I found the stairway, a dark, narrow gangway, and hurried up. My head was beating and I reached up to touch my bandage, fearing that it was coming off. I owed Ressner something.

Three D was at the end of a hall that smelled stale and a little wet.

I knocked, prepared to imitate the woman at the desk, the mailman, or General Wainwright. It would come to me when Ressner answered. I gripped the.38 in my pocket and knocked again. No answer. The key fit perfectly and turned easily.

“Mr. Talbott?” I squeaked, trying to do Butterfly McQueen in Gone with the Wind. No answer. I pulled the gun out, ready to give Ressner an airing, but it was clear that he wasn’t there. There really wasn’t anyplace to hide. There was one small room and a clearly visible little bathroom. It was typical prewar furnished with a bed in the corner that could look a little like a couch if the thick flower spread was put on just right, which it wasn’t, a chair with a wild spring ready to goose the guest, a small table, a battered dresser, and a painting on the wall of an Oriental woman dancing with a fan in front of her nose.
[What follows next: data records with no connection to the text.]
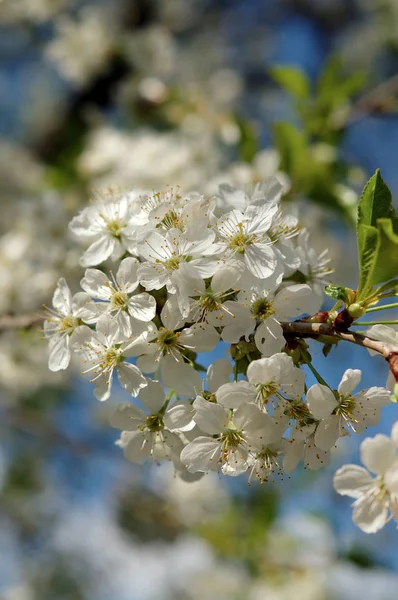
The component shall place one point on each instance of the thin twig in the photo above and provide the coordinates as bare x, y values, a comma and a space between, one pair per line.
315, 330
301, 329
19, 321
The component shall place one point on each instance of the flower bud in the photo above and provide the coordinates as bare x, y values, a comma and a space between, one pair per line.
356, 310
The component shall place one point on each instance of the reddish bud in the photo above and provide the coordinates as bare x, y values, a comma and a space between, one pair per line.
343, 320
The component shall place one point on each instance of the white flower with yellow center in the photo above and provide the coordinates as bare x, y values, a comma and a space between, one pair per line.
340, 412
226, 446
278, 379
270, 309
111, 227
175, 261
144, 429
114, 296
167, 350
106, 350
245, 235
62, 322
172, 210
376, 498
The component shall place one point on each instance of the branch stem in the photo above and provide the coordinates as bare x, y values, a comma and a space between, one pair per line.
383, 307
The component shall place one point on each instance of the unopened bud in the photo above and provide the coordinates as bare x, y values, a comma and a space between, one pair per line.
356, 310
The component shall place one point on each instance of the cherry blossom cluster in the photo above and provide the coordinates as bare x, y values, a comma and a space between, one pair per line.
180, 275
376, 498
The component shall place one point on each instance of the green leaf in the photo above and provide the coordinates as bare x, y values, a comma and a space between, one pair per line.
337, 292
292, 80
248, 141
367, 238
377, 236
375, 202
385, 265
293, 147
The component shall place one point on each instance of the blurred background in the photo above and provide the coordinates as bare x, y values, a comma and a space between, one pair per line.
149, 93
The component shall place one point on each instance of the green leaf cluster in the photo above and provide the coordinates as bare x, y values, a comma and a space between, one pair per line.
308, 151
323, 108
377, 237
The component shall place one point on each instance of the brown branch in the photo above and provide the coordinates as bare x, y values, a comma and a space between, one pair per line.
315, 330
19, 321
376, 101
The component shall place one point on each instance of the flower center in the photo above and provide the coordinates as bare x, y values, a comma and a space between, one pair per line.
264, 391
69, 324
119, 300
209, 302
240, 240
114, 227
154, 423
299, 411
112, 358
231, 438
172, 221
345, 407
173, 263
262, 309
167, 339
209, 397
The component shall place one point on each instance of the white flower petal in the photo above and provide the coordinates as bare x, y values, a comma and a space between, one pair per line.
96, 284
352, 480
269, 337
200, 338
349, 381
179, 417
321, 401
103, 387
295, 300
139, 446
233, 395
370, 514
202, 454
127, 274
180, 377
99, 251
260, 260
327, 433
131, 378
142, 307
152, 396
378, 453
227, 276
126, 417
60, 353
218, 373
211, 418
62, 298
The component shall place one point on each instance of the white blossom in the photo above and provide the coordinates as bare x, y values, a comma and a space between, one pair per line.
62, 323
339, 410
375, 497
113, 296
106, 350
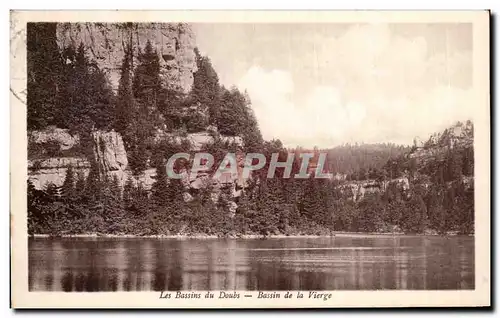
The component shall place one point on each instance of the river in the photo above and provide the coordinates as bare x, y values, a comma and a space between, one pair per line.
326, 263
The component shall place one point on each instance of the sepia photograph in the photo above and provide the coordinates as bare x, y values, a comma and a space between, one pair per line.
249, 159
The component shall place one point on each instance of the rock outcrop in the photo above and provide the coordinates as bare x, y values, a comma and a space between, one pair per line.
109, 151
460, 135
106, 43
357, 190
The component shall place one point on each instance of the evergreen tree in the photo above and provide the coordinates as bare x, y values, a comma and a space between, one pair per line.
206, 87
68, 188
44, 65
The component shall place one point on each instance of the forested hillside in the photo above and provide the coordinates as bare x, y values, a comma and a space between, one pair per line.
68, 90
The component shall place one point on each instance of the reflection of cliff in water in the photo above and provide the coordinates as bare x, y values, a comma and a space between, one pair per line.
346, 263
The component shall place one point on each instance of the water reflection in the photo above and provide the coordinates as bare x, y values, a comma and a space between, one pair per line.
338, 263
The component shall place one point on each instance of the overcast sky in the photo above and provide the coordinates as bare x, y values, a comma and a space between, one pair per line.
326, 84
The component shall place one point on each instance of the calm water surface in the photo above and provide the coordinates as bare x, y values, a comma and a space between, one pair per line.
348, 263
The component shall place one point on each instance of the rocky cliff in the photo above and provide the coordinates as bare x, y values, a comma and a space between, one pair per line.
425, 158
106, 43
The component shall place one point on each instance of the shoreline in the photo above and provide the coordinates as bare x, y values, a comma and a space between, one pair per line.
243, 236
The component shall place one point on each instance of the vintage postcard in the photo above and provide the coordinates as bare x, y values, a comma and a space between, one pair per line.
170, 159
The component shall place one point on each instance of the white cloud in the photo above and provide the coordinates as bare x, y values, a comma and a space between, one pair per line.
376, 87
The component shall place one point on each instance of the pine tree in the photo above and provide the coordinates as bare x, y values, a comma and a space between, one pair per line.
68, 188
206, 87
The place looked empty. Drawers were open, tin wastebasket on its side. I moved to the little table, where I could see a piece of paper with some writing on it. My guess, as I took the few steps to the table, was that I’d wind up warning the woman at the desk and then come back up here to wait out the day and night in the hope that Ressner would show again, though it didn’t look likely. Then I read the note:

TOO LATE, PETERS. TRY AGAIN. I’M JUST A LITTLE AHEAD OF YOU.

I put my gun in my pocket, folded the note, put it in another pocket, and went through the wastebasket. Nothing there.

I left the room and went back down the stairs.

“Not there?” hoarse-whispered the wiry woman, pointing up with her cigarette.

“No,” I said, throwing her the key and hurrying across the lobby.

“What do I do if he comes back?” she continued to whisper.

“He’s not coming back,” I said.

I breathed deeply when I got outside, looked up at the spring sun, and felt great. I was on my way beyond Fresno.